Roos pushed back on whether customers care about multi-tenancy in S/4HANA right now, but he didn't back away from the goal of multi-tenancy at the application level either:

The topic of multi-tenancy is a little bit of a red herring. The customers who use our products today, whether it's multi-tenant at the database level - which it already is today - or whether it's multi-tenant at an application level which it is not today - that's not relevant to them. Whether I can bring it to multi-tenancy tenancy at the application level in the next twelve months, or the next nine months rather, because that is the plan - all of that is completely irrelevant to my customers.

But Roos did acknowledge that when the S/4HANA cloud scales, multi-tenancy matters:

Today, the fact that we're not multi-tenant in the application level has zero impact on my ability to envision the product, zero impact on the security of my product, zero impact on the cost of my product - at the scale that I'm at today. But: I want to fix it, because when I hit a billion euros annually, it's going to make a difference.

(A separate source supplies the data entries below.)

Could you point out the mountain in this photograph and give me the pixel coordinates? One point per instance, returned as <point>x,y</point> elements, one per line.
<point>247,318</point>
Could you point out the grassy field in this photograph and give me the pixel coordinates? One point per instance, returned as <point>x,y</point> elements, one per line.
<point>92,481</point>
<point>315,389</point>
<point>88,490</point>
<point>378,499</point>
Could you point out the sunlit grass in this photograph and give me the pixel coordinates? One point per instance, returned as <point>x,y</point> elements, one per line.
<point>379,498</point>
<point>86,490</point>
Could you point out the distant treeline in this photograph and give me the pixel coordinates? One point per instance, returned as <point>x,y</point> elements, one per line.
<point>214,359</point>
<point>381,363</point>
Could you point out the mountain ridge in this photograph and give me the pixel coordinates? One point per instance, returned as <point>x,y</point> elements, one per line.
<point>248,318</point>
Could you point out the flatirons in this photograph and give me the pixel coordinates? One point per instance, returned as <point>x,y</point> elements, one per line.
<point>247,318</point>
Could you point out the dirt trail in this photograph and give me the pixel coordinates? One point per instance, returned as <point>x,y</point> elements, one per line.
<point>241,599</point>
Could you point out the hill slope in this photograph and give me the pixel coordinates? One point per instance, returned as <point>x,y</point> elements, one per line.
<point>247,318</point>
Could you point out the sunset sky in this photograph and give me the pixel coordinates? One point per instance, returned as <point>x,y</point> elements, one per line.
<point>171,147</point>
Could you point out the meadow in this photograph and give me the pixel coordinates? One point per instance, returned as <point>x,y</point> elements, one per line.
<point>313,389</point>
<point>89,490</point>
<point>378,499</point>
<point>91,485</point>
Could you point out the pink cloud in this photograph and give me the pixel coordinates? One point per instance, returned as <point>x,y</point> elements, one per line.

He went on to mention they are working on a solution that may enable application multi-tenancy even before the twelve-month goal they have internally set: "This is something we recognize we need to change. We're confident that we can do it." Roos also spoke of the benefits of true cloud products:

I want to make sure as we evolve the product, we've got a much greater level of automation, that we're able to show the differentiated value by bringing in loads of new technology, which we wouldn't necessarily be able to do on-premise - whether that's embedded analytics, whether that's artificial intelligence, whether that's a digital assistant. There are loads of capabilities we want to bring into the S/4HANA cloud that are much slower to bring on-premise.

The wrap - adoption goals for 2016

So where does that leave us on adoption goals for 2017? Roos intends to nail down customer satisfaction before he scales:

We could very easily win thousands of customers next year. Whether we can win thousands of customers and get them successful, I don't know yet. I'm setting my sights a little bit lower on the number of customers that we win yet next year. Let's make sure we get the processes right next year, and then put ourselves in a position to be able to move very aggressively after that, knowing that we've got the scale in our data centers, that we've got the scale in our processes.

Roos was reluctant to offer an exact on-the-record number until he is confident that they can scale with customer success, but the way I see it, the first half of 2017 will be ramping up operations with gradual (successful) go-lives, with the goal of seeing a significant bump in S/4HANA cloud customers in the second half of 2017. Roos also swore me to secrecy about the amount of developers working on S/4HANA cloud, but I have the green light to agree it is a substantial number.

This ties into a bold comment Wainright previously made to me about being able to leapfrog competitors like Workday in functionality as SAP ports over more and more SAP ERP functionality to S/4HANA cloud. Roos isn't seeing functionality as the missing piece:

I don't believe we will dominate because we have breadth and depth of functionality... It's because of the way that we have a single code line for S/4HANA. What my team needs to do is give cloud qualities to what is already a very robust solution.

I reject the criticism that SAP's S/4HANA cloud customer numbers prove SAP has missed their opportunity. But I do think this is SAP's last big swing at the plate for a digital ERP-and-beyond platform. How the market will respond, time will tell. Roos has promised us updates; we'll hold him to it.